None of the exceptions to the tribal exhaustion doctrine are present. Although Steward contends that he is being prosecuted in violation of rights and privileges under the Constitution of the United States of America, there is nothing in the Petition or in the exhibits to the Petition alleging or showing that harassment motivates his prosecution. The prosecution on domestic violence charges is clearly within the Mescalero Apache Tribal Court’s jurisdiction. Nor is the requirement that Steward exhaust his tribal remedies futile. To the contrary, the criminal case is proceeding forward to trial with an opportunity for Steward to defend against the charges. The Court therefore should abstain from exercising its habeas corpus jurisdiction until Steward has exhausted his tribal remedies. SeeCrowe & Dunlevy, P.C. v. Stidham, 640 F.3d at 1149; Navajo Nation v. Intermountain Steel Bldgs., Inc., 42 F.Supp.2d at 1226. On the face of Steward’s Petition, it is apparent he has not exhausted his tribal remedies, and the Court will dismiss Steward’s Petition for failure to state a claim upon which relief can be granted. SeeJones v. Bock, 549 U.S. 199, 214–15 (2007)(noting that a complaint may be subject to dismissal under rule 12(b)(6) when an affirmative defense appears on its face).

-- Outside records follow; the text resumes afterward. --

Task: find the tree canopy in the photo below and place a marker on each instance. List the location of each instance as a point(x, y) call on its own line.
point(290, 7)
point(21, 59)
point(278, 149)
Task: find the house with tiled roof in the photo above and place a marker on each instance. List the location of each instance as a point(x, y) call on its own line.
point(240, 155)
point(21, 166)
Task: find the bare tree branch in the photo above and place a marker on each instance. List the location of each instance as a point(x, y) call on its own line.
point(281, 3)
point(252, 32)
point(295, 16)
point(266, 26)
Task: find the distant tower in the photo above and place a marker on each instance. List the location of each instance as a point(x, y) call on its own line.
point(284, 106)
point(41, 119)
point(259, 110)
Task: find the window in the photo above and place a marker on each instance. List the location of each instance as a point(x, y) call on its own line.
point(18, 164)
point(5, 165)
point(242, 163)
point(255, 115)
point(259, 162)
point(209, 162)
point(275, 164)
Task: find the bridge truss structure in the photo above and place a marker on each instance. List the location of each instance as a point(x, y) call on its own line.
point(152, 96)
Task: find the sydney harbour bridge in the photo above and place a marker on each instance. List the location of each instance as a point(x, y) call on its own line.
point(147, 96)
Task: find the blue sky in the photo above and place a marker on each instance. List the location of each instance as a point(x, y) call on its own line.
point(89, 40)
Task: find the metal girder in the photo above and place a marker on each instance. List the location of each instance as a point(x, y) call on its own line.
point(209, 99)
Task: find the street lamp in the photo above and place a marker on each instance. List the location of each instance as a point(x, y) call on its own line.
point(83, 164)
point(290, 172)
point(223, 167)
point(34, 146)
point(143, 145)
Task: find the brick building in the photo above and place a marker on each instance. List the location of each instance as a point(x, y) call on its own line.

*3 IT IS ORDERED that the Petitioner’s Application to Proceed in District Court Without Prepaying Fees or Costs, filed January 27, 2016 (Doc. 5), is granted, the Petitioner’s Interlocutory Appeal/Habeas Corpus, filed December 17, 2015 (Doc. 1), is dismissed without prejudice, for failure to state a claim based on lack of exhaustion of tribal remedies, and the Court will enter final judgment.
The court docket lists the Petitioner’s Interlocutory Appeal/Habeas Corpus as “Petition for a Writ of Habeas Corpus Under 28 U.S.C. § 2241.” Section 2241 of Title 28 of the United States Code, however, applies to an individual that is in “custody under or by color of the authority of the United States or is committed for trial before some court therefor.” 28 U.S.C. § 2241. Section 1303 of Title 25 of the United States Code, by contrast, provides: “The privilege of the writ of habeas corpus shall be available to any person, in a court of the United States, to test the legality of his detention by order of an Indian tribe.” 25 U.S.C. § 1303. The Court has reviewed the Petitioner’s Interlocutory Appeal/Habeas Corpus, and it does not appear to refer to either 28 U.S.C. § 2241 or 25 U.S.C. § 1303. Because the Mescalero Apache Tribal Court is detaining Steward, however, the Court will construe his Interlocutory Appeal/Habeas Corpus as being brought under 25 U.S.C. § 1303.